- Born: Robert Hale Ives Goddard III June 12, 1941
- Died: August 6, 2025 (aged 84)
- Known for: Work with Algonquian and Algic languages

Academic background
- Alma mater: Harvard College (A.B.); Harvard University (Ph.D.);
- Doctoral advisor: Karl V. Teeter

Academic work
- Discipline: Linguistics
- Institutions: Smithsonian Institution, Harvard University

= Ives Goddard =

American linguist (1941–2025)

Robert Hale Ives Goddard III (June 12, 1941 – August 6, 2025) was an American linguist and curator in the Department of Anthropology of the National Museum of Natural History at the Smithsonian Institution. He is widely considered the leading expert of his time on the Algonquian languages and the larger Algic language family.

==Early life and education==
Goddard received his A.B. from Harvard College in 1963 and his Ph.D. from Harvard University in 1969. From 1966 to 1969 he was a junior fellow of the Harvard Society of Fellows.

==Career==
After earning his doctorate, Goddard taught for several years at Harvard as a junior professor.

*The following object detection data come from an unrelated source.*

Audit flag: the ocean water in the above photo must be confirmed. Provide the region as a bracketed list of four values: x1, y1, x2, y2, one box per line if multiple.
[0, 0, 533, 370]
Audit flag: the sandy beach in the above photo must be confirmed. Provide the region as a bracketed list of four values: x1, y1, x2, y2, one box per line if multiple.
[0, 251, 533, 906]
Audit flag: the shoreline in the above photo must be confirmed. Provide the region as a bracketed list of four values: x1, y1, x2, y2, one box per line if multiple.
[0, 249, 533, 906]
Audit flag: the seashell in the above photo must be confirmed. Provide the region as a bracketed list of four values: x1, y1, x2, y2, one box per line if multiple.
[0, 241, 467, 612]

In 1975, he moved to the Smithsonian Institution. His own field research in linguistics concentrated on the Delaware languages and Meskwaki (Fox). He is also known for work on the Algonquian Massachusett language, and the history of the Cheyenne language. He also published on the history of the Arapahoan branch of Algonquian: its two current lines that are extant are Arapaho and Gros Ventre, spoken by tribal members in the West.

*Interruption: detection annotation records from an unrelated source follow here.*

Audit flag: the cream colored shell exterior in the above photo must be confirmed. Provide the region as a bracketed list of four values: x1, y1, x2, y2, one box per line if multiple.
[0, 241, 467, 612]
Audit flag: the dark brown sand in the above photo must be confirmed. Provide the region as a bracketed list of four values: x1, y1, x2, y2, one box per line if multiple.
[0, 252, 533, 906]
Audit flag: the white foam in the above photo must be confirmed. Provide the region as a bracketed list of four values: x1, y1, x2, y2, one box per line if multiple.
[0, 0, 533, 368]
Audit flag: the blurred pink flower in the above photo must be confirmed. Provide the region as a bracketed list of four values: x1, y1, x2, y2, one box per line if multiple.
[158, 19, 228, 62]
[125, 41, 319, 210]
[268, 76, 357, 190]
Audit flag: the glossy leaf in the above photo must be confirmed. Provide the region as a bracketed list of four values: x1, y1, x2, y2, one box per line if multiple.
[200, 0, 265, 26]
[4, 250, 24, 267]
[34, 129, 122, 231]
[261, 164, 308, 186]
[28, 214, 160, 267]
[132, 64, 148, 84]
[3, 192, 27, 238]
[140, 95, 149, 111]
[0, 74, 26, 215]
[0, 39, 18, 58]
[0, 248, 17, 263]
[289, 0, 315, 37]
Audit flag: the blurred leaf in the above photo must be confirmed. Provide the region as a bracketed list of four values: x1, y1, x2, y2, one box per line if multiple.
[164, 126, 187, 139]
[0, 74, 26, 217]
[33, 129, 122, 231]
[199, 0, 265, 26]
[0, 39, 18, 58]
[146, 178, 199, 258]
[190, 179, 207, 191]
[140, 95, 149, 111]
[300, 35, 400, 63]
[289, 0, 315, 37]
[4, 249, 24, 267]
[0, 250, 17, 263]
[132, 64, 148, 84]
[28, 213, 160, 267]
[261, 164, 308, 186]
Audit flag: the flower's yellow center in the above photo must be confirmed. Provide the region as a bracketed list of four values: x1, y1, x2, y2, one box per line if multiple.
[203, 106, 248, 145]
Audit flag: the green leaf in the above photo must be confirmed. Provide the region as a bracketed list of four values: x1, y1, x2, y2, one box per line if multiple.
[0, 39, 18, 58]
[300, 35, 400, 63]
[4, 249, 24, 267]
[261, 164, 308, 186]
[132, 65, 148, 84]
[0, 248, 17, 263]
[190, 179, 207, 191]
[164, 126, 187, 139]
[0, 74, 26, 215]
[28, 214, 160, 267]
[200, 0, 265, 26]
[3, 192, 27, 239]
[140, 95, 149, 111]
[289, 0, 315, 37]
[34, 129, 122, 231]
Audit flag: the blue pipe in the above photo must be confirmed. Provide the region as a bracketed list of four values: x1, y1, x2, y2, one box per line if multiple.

Goddard is a prominent figure in the study of the methodology of historical linguistics. He played a significant role in critiquing crank historical linguistic work.

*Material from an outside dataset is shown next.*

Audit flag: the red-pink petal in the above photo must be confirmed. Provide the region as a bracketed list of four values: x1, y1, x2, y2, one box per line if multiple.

He was the linguistic and technical editor of the Handbook of North American Indians.

==Death==
Goddard died from pancreatic cancer on August 6, 2025, in Washington, DC.

==Awards==
- He received the Kenneth L. Hale Award from the LSA in 2002.
- Goddard and Thomas Love received the Joel Palmer Award in 2005 for their article "Oregon the Beautiful".

==Publications==
- Kiyana, Alfred. (2022) Masahkamikohkwêwa (Grandmother Earth), Thomason, Lucy G. and Goddard, Ives, editors. Petoskey, Michigan: Mundart Press. ISBN 9798986545004
- Goddard, Ives (2021). "A Grammar of Southern Unami Delaware (Lenape)"
- Goddard, Ives (1988). "Native Writings in Massachusett"
- Goddard, I. (1999). Native Languages and Language Families of North America (Rev. and enlarged ed., with additions and corrections, 1999) [Map]. University of Nebraska Press. Then by the Smithsonian Institution.